2. Should Brady have excluded the $9.25 estimate in his report to the executive committee of NSD? Explain your answer.
3. What should Brady do in response to Belichick’s decision to make the presentation on her own? What options does he have? As a CPA what are his responsibilities?
A. 1. The break-even point in economics, business and specifically cost accounting is the point at which total cost and total revenue are equal, i.e. even. There is no net loss or gain, and one has "broken even", though opportunity costs have been paid and capital has received the risk-adjusted, expected return. In short, all costs that must be paid are paid, and there is neither profit nor loss.
Therefore, Total Revenue = Total Costs
Price per unit * No. of units = Total variable cost + Total fixed costs.
Part (a) Let the number of monthly treatments be "X" and assume that the fixed cost of $ 25,000,000 is annual cost and can be spread evenly accross 12 months.
so we have, X * $68 = X * 28.50 + ($25,000,000/12)
X * ($68 - $ 28.50) = $ 2083333.33
X * ($ 39.50) = $ 2083333.33
X = 52,743 (Rounded off)
Therefore NSD has to take 52,743 cases to cover their costs.
(b)
Let the number of monthly treatments be "X" and assume that the fixed cost of $ 25,000,000 is annual cost and can be spread evenly accross 12 months.
so we have, X * $68 = X * 19.25 + ($25,000,000/12)

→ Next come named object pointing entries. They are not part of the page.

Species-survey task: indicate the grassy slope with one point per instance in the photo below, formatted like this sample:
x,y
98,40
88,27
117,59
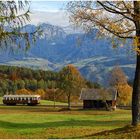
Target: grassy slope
x,y
42,122
44,102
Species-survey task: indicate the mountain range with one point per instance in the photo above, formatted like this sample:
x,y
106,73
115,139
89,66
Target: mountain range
x,y
56,48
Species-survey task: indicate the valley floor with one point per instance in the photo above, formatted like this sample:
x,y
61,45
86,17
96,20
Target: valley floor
x,y
48,122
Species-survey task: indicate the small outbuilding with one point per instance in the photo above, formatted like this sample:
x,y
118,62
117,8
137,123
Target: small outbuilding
x,y
99,98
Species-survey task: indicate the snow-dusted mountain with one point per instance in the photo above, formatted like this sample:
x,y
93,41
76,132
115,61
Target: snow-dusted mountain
x,y
56,48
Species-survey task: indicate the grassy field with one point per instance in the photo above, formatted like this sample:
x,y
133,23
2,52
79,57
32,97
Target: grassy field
x,y
44,102
47,122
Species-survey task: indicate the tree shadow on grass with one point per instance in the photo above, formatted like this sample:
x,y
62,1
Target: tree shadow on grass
x,y
70,123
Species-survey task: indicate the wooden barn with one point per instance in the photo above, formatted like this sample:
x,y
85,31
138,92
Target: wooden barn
x,y
99,98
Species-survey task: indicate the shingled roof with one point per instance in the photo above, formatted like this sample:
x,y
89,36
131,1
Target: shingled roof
x,y
98,94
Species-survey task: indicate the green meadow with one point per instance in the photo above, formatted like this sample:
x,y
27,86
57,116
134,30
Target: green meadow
x,y
48,122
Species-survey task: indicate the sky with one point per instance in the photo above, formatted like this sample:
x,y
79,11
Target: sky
x,y
52,12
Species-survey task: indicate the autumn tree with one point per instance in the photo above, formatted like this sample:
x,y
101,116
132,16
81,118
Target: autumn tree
x,y
116,19
117,77
71,82
118,80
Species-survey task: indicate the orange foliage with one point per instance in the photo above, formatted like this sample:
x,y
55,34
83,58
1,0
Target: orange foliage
x,y
40,92
125,94
24,91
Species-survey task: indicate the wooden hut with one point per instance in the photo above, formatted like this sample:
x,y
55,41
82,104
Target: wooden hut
x,y
99,98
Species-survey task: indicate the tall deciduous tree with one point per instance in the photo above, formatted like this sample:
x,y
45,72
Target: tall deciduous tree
x,y
117,19
71,82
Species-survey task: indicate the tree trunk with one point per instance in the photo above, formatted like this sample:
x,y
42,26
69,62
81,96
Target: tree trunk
x,y
69,104
136,85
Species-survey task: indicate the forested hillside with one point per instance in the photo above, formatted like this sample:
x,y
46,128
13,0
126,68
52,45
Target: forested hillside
x,y
20,80
56,49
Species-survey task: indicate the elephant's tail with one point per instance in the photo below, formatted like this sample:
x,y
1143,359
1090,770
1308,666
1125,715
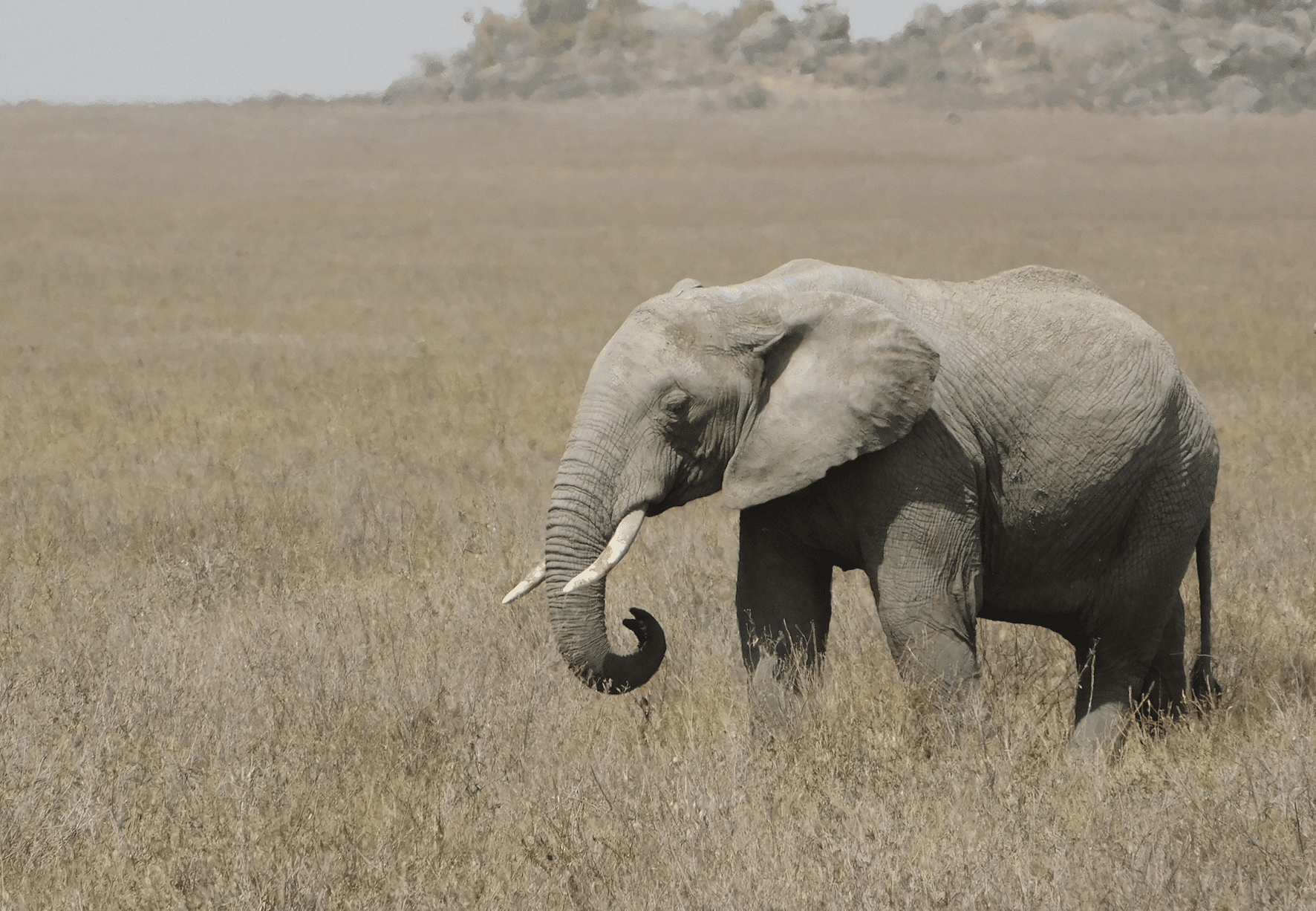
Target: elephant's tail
x,y
1205,686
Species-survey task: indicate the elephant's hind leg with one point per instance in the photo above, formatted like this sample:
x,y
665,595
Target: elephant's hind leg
x,y
1135,664
1165,684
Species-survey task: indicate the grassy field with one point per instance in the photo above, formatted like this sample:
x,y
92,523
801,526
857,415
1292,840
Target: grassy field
x,y
282,394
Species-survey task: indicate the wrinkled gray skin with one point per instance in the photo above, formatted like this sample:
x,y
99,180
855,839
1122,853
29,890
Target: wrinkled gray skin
x,y
1019,448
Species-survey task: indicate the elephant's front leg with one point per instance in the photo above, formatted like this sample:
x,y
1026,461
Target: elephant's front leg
x,y
784,600
925,571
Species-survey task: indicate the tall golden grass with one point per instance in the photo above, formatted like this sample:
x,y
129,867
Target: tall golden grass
x,y
282,394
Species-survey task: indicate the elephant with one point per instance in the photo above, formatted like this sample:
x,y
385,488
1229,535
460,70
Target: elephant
x,y
1019,448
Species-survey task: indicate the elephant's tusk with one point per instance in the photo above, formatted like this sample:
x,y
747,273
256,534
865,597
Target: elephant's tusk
x,y
532,580
612,552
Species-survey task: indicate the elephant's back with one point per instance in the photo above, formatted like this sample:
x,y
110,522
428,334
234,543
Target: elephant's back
x,y
1063,397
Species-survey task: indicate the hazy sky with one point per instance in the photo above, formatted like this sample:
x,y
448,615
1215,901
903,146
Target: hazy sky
x,y
224,51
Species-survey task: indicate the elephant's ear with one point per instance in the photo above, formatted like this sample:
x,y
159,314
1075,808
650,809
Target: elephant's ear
x,y
842,377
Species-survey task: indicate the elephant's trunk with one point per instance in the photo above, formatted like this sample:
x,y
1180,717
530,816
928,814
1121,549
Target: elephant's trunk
x,y
582,527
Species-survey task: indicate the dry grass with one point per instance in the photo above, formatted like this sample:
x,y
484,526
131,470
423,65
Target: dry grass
x,y
282,392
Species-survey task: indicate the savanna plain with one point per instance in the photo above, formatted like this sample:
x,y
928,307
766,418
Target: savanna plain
x,y
282,395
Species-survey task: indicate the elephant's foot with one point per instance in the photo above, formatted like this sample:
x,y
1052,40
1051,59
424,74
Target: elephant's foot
x,y
1099,731
777,698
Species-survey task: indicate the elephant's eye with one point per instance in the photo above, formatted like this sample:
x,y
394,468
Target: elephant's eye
x,y
675,404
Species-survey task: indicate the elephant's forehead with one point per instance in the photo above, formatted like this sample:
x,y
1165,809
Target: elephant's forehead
x,y
680,324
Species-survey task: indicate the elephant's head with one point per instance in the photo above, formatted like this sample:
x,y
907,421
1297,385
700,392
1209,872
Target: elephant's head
x,y
756,394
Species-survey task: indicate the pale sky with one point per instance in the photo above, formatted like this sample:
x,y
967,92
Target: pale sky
x,y
174,51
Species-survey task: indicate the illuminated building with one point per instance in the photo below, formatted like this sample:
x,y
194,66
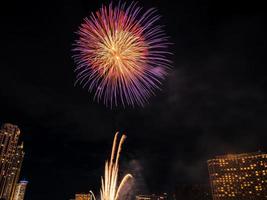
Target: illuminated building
x,y
83,197
152,197
20,190
11,156
239,177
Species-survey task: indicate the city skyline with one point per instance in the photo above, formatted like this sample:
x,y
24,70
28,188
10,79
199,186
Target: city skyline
x,y
213,101
11,156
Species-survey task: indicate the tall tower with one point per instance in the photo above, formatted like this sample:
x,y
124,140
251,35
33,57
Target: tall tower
x,y
239,176
11,157
20,190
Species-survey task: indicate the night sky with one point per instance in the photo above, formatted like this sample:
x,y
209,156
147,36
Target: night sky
x,y
213,102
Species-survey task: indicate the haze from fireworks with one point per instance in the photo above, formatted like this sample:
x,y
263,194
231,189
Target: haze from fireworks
x,y
110,189
121,54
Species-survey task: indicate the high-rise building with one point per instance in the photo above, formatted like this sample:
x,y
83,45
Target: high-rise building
x,y
152,197
20,190
83,197
11,156
239,176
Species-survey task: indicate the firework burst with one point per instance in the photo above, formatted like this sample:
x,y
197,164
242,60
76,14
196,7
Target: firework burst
x,y
121,54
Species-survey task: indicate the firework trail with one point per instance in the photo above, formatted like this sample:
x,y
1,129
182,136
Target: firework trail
x,y
121,54
110,189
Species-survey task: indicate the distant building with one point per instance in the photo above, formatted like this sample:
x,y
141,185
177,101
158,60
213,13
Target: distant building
x,y
20,190
152,197
239,176
83,197
193,192
11,157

X * ($68 - $ 19.25) = $ 2083333.33
X * ($ 48.75) = $ 2083333.33
X = 42,735 (Rounded off)
Therefore NSD has to take 42,735 cases to cover their costs.

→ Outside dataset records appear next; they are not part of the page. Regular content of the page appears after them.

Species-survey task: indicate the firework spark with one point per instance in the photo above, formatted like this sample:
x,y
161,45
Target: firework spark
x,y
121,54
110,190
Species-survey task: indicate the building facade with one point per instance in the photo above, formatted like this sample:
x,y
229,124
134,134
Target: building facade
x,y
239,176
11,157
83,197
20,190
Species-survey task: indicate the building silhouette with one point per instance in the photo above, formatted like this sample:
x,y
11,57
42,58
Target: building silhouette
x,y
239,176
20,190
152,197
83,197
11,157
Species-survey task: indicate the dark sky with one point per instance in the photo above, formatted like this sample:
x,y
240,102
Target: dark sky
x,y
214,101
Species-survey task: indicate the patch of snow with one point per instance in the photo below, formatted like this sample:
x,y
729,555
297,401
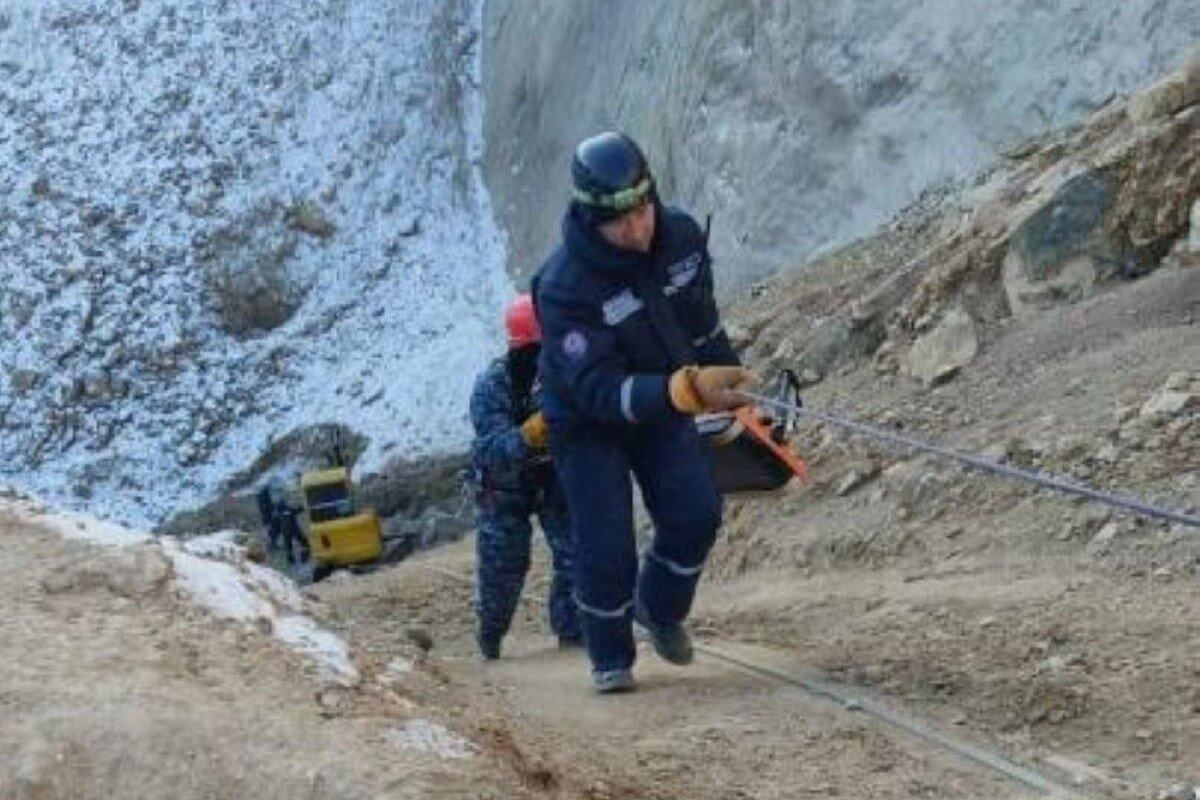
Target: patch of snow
x,y
217,585
219,545
213,571
425,737
328,650
400,666
90,529
137,136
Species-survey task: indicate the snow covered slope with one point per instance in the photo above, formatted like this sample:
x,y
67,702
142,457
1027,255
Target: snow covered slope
x,y
225,220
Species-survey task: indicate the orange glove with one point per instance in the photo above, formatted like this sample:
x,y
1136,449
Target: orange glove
x,y
535,432
695,390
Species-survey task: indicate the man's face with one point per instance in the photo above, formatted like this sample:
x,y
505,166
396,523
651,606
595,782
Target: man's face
x,y
631,230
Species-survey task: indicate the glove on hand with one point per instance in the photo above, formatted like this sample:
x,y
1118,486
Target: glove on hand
x,y
535,432
695,390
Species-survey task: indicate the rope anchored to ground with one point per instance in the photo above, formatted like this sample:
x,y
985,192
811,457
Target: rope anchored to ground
x,y
981,463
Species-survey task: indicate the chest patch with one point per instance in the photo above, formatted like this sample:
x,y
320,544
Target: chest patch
x,y
619,307
682,272
575,346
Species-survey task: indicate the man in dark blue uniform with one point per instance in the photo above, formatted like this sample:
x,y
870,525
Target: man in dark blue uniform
x,y
515,480
633,347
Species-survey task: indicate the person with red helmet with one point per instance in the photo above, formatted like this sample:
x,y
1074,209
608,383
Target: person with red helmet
x,y
515,481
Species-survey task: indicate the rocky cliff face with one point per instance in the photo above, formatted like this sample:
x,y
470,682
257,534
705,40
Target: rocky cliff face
x,y
799,125
227,221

2. While considering the potential litigation costs in costing of this product we must understand the fact there is a strong possibility that this cost would arise at some point of the life cycle of the product and there are high chances for this as the product's target audience is Canada which easily allows people to drag companies to the court. Also, if consider the concept of life cycle costing, it is evident that we must include all the costs that are bound to incurr during the life cycle of the product. To understand this we must first learn what life cycle costing is:
When seeking to make a profit on a product it is essential that the total revenue arising from the product exceeds total costs, whether these costs are incurred before, during or after the product is produced. This is the concept of life cycle costing, and it is important to realise that target costs can be driven down by attacking any of the costs that relate to any part of a product’s life.
There are four principal lessons to be learned from lifecycle costing:
Conventional costing records costs only as they are incurred, but recording those costs is different to controlling those costs and performance management depends on cost control, not cost measurement. Hence, we must include the potential litigation costs while costing the product.